Avranno parte attiva nella conferenza alcuni alunni della terza e quarta Liceo Classico (Maria Sole Albertini, Martina Anselmi, Vanessa Bavera, Sara Cavalca, Chiara Cozzini, Marco Montali, Riccardo Penci e Irma Segalla) impegnati nella lettura di brani di Dante, Beccaria e Villon.

CASALMAGGIORE – Torna l’appuntamento con la rassegna “Polo d’attrazione” che l’Istituto d’Istruzione Superiore “Romani” di Casalmaggiore ha lanciato quest’anno in occasione del 130° Anniversario della Scuola, con l’obiettivo di attrarre e ed essere presenti nel territorio collaborando con altre istituzioni culturali.

E’ con molto piacere che il Museo Diotti ha accolto la collaborazione dell’Istituto per approfondire alcune tematiche connesse alla mostra in corso dedicata a Giuseppe Diotti, mostra che per altro vede già l’impegno attivo di 21 studenti che stanno svolgendo al Museo un percorso di alternanza scuola-lavoro.
Dopo la conferenza di novembre della prof.ssa Giuseppina Rosato dedicata alla figura di Antigone, sabato 16 dicembre alle ore 17, nell’Aula Magna dell’Istituto “Romani”, il prof.

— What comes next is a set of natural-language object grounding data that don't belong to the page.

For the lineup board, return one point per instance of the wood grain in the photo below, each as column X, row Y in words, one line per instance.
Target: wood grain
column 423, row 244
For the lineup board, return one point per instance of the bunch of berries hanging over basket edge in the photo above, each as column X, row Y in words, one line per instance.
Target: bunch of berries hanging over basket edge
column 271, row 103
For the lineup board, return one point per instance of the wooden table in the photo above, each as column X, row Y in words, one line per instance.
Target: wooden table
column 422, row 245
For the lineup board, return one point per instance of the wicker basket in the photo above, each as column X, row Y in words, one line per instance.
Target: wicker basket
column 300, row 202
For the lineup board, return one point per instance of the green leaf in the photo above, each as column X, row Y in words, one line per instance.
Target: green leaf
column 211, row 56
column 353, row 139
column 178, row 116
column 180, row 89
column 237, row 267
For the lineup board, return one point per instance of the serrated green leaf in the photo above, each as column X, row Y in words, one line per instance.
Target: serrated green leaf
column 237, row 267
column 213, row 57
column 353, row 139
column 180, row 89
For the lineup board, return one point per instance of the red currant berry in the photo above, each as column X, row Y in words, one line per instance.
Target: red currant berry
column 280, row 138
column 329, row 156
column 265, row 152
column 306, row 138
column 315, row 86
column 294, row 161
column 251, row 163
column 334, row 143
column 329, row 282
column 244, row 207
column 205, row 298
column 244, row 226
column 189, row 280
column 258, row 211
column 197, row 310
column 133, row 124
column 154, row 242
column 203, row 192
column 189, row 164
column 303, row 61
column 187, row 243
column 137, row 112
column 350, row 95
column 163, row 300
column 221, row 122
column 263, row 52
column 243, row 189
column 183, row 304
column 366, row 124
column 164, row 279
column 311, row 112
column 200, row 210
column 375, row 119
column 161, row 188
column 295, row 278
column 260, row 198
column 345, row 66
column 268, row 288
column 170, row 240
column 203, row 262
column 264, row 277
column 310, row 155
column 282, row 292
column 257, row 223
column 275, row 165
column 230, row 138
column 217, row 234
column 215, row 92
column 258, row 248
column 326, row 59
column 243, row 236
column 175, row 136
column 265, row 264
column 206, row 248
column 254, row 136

Stefano Prandini terrà un incontro dal titolo “Ugolino e i suoi figli: pena di morte ed effetti collaterali”.

Anche in questo caso la scelta del tema prende ispirazione da un nucleo di opere esposte in mostra (quelle che hanno come protagonista il personaggio dantesco di Ugolino della Gherardesca) per sviluppare una riflessione ad ampio spettro che va oltre l’aspetto propriamente artistico, per trattare argomenti di storia e filosofia morale. 
In particolare ci si soffermerà sulla liceità e sulla stessa utilità della pena di morte e sulle modalità più o meno efferate con cui essa è comminata, ma anche sul concetto di rappresaglia e sull’uccisione di vittime innocenti, spesso liquidata come “effetto collaterale” di un’azione repressiva.

In questo senso, se Ugolino è simbolo delle vittime della pena di morte, i suoi figli diventano un esempio drammatico di tutti quegli innocenti che vediamo ancor oggi sacrificati in nome dell’odio e della vendetta.
Avranno parte attiva nella conferenza alcuni alunni della terza e quarta Liceo Classico (Maria Sole Albertini, Martina Anselmi, Vanessa Bavera, Sara Cavalca, Chiara Cozzini, Marco Montali, Riccardo Penci e Irma Segalla) impegnati nella lettura di brani di Dante, Beccaria e Villon. L’incontro è aperto a tutta la cittadinanza.